História de Dona Júlía

por Joandy Coelho

          

“Júlia Irene Coelho Gomes nasceu no dia 9 de maio de 1906, em Retiro, distrito de Bom Jardim. Filha de Antônio Coelho Gomes e Dorcelina dos Santos Gomes, tinha mais sete irmãos. Aos 12 anos de idade, a pequena Júlia, foi visitar o seu tio Lulu, que estava doente. Lá chegando, perguntou a ele se gostaria que ela o rezasse. Embora fosse pessoa de caráter grotesco, mas para agradá-la, permitiu que o fizesse. Dessa forma, de uma maneira anônima, começou sua peregrinação através de suas orações, interceder junto a Deus no sentido de trazer conforto às pessoas que a ela procuravam, já que o seu tio a partir de então começou a sua recuperação.

Ela casou-se com José Andrade Baptista em 18 de julho de 1924, com quem teve cinco filhos: Ézio, Idelcy, Joana, Lauriê e José de Alencar. A sua vida financeira sempre foi de muita dificuldade. Seu marido trabalhava como pedreiro, na época sem vínculo empregatício.

Durante toda a sua vida, além dos filhos biológicos, sempre acolheu vários filhos “afetivos”, em especial o filho de criação, Joandy Braz Coelho, que era seu sobrinho e de seu marido biologicamente, já que era filho de seu irmão, João, com a sua cunhada (duplamente) Adelaide, que era irmã de seu marido. O pai morreu atropelado em 1948 e a mãe doente em 1949. Alguns tios propuseram interná-lo em um orfanato.
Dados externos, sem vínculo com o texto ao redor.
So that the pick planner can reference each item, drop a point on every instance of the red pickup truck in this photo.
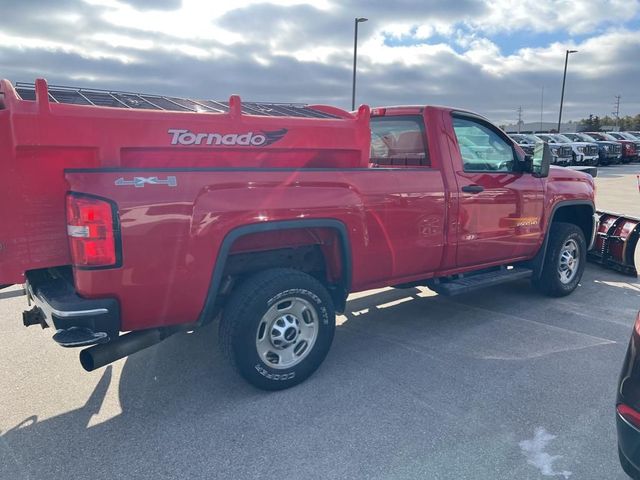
(151, 215)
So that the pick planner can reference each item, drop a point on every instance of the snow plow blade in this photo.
(615, 242)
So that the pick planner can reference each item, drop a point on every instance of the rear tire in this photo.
(564, 261)
(277, 328)
(628, 468)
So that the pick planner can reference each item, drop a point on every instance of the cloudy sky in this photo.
(488, 56)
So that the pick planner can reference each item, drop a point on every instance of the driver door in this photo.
(500, 208)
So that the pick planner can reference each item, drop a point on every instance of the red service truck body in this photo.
(151, 215)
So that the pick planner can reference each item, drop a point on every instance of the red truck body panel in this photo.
(40, 139)
(403, 223)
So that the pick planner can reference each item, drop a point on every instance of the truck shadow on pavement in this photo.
(177, 411)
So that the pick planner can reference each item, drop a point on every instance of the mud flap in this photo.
(615, 242)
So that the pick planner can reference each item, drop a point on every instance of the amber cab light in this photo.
(629, 414)
(92, 230)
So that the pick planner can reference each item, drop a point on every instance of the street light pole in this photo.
(355, 57)
(564, 79)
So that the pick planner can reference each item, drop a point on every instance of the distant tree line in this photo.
(594, 122)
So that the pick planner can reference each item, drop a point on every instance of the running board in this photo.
(477, 281)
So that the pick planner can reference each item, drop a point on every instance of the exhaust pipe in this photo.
(100, 355)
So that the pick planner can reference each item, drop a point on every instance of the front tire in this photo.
(277, 328)
(564, 261)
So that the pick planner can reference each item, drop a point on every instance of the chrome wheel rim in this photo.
(287, 332)
(569, 261)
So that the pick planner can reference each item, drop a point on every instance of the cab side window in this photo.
(398, 141)
(482, 148)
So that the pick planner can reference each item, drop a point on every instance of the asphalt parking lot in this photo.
(498, 384)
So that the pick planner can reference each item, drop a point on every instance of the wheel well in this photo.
(320, 252)
(580, 215)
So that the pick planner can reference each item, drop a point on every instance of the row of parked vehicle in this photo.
(585, 148)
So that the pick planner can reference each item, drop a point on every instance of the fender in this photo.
(537, 261)
(216, 276)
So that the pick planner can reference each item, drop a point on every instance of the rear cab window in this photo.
(398, 140)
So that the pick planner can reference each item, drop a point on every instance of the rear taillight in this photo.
(629, 414)
(92, 228)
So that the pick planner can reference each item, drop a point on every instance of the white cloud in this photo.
(410, 51)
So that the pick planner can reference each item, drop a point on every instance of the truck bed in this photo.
(45, 131)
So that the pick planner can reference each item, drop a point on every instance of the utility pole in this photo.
(357, 20)
(564, 79)
(541, 106)
(616, 112)
(519, 117)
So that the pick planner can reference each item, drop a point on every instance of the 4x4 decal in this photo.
(140, 182)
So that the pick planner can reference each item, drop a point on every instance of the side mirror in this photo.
(541, 160)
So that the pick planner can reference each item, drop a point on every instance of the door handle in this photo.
(472, 188)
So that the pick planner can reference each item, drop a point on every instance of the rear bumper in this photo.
(62, 308)
(628, 446)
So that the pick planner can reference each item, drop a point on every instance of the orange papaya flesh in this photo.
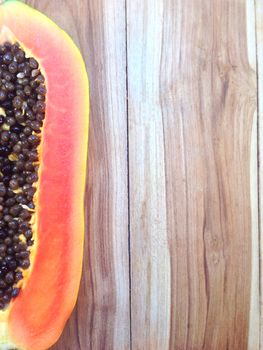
(35, 319)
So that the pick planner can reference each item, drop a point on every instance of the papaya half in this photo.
(44, 116)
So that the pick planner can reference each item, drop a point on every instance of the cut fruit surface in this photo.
(35, 318)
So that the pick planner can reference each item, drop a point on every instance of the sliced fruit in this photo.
(54, 94)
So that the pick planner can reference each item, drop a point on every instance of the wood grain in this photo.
(101, 318)
(172, 211)
(192, 98)
(259, 36)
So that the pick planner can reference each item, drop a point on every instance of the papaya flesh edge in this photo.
(36, 318)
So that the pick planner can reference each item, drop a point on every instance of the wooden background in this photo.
(173, 250)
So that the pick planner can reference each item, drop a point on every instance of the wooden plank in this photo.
(259, 36)
(192, 100)
(101, 317)
(254, 316)
(150, 269)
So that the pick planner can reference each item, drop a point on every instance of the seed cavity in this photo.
(22, 112)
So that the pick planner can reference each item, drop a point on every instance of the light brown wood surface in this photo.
(173, 250)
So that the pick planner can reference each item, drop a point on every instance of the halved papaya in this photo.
(44, 116)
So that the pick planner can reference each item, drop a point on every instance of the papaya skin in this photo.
(36, 318)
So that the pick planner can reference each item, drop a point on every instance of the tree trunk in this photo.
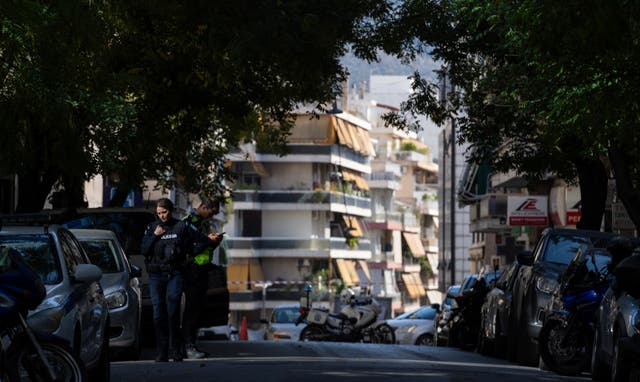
(593, 179)
(627, 193)
(33, 190)
(119, 197)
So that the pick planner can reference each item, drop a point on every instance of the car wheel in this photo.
(599, 370)
(102, 371)
(425, 340)
(620, 370)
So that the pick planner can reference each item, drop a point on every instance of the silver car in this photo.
(121, 288)
(416, 327)
(281, 326)
(74, 308)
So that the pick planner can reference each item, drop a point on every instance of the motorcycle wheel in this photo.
(311, 333)
(383, 334)
(23, 363)
(570, 358)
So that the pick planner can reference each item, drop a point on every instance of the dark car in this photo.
(129, 225)
(495, 314)
(75, 307)
(537, 279)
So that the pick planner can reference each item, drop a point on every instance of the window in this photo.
(251, 221)
(103, 254)
(38, 251)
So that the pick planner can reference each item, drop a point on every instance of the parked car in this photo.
(495, 314)
(221, 332)
(120, 281)
(616, 343)
(129, 225)
(442, 327)
(75, 307)
(416, 327)
(281, 325)
(537, 279)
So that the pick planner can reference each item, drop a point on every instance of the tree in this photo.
(551, 81)
(162, 90)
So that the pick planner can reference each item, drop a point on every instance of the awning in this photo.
(413, 284)
(353, 136)
(352, 222)
(434, 296)
(360, 182)
(364, 271)
(428, 166)
(434, 261)
(414, 243)
(344, 272)
(237, 277)
(410, 286)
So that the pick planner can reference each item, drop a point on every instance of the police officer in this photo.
(196, 277)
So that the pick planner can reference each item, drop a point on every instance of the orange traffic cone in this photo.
(244, 335)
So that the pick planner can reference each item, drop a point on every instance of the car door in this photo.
(90, 304)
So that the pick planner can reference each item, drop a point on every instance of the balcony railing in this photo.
(258, 243)
(301, 197)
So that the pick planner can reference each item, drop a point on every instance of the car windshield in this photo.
(37, 251)
(285, 315)
(453, 291)
(129, 227)
(424, 313)
(102, 252)
(563, 248)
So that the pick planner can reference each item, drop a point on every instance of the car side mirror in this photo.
(87, 273)
(525, 258)
(136, 271)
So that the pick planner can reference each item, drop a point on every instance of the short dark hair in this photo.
(210, 203)
(165, 203)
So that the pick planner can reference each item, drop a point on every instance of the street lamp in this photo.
(264, 286)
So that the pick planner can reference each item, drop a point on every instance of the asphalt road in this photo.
(320, 361)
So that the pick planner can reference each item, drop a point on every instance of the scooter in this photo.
(28, 355)
(566, 336)
(356, 322)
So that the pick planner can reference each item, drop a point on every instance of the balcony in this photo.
(266, 247)
(258, 199)
(489, 214)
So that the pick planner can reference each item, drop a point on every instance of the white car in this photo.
(281, 326)
(416, 327)
(75, 307)
(120, 281)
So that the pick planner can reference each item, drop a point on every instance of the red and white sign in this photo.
(527, 210)
(573, 217)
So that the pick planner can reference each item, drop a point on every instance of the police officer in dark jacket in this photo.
(196, 276)
(165, 246)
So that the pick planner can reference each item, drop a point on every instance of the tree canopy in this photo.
(161, 90)
(540, 86)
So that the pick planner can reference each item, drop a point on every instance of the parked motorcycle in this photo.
(27, 355)
(566, 337)
(356, 322)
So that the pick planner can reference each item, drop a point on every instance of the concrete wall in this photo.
(295, 176)
(286, 223)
Ela não teve dúvida, assumiu juntamente com seu marido a criação desse filho, que conside rava como seu filho biológico.

Depois de 48 anos de casamento, ela perdeu seu marido, em 1972. Outro golpe que a vida lhe pregou foi em 1974, quando seu filho José de Alencar, que trabalhava na construção civil, foi eletrocutado e morreu.  

A sua vida foi inteiramente voltada para a caridade, não só dos bens materiais que proporcionava àqueles que mais necessitavam, mas principalmente para as pessoas que recorriam às suas orações e conselhos que eram de uma profundidade e sabedoria impar.

 No dia 5 de novembro de 1994, aos 88 anos de idade, Júlia faleceu e teve um funeral digno de uma santa, já que no cortejo fizeram sua urna de andor, transportando-a da capela mortuária até a sepultura nos ombros daqueles que se propuseram a levá-la em sua última passagem aqui na terra.

Hoje, temos a certeza de que a Santa Júlia, intercede por cada um de nós, junto a Deus Pai, para que possamos continuar a nossa caminhada até que cheguemos atingir a plenitude de nossa vida, e, tenhamos condições de um dia estarmos gozando da glória eterna, vendo Deus face a face.”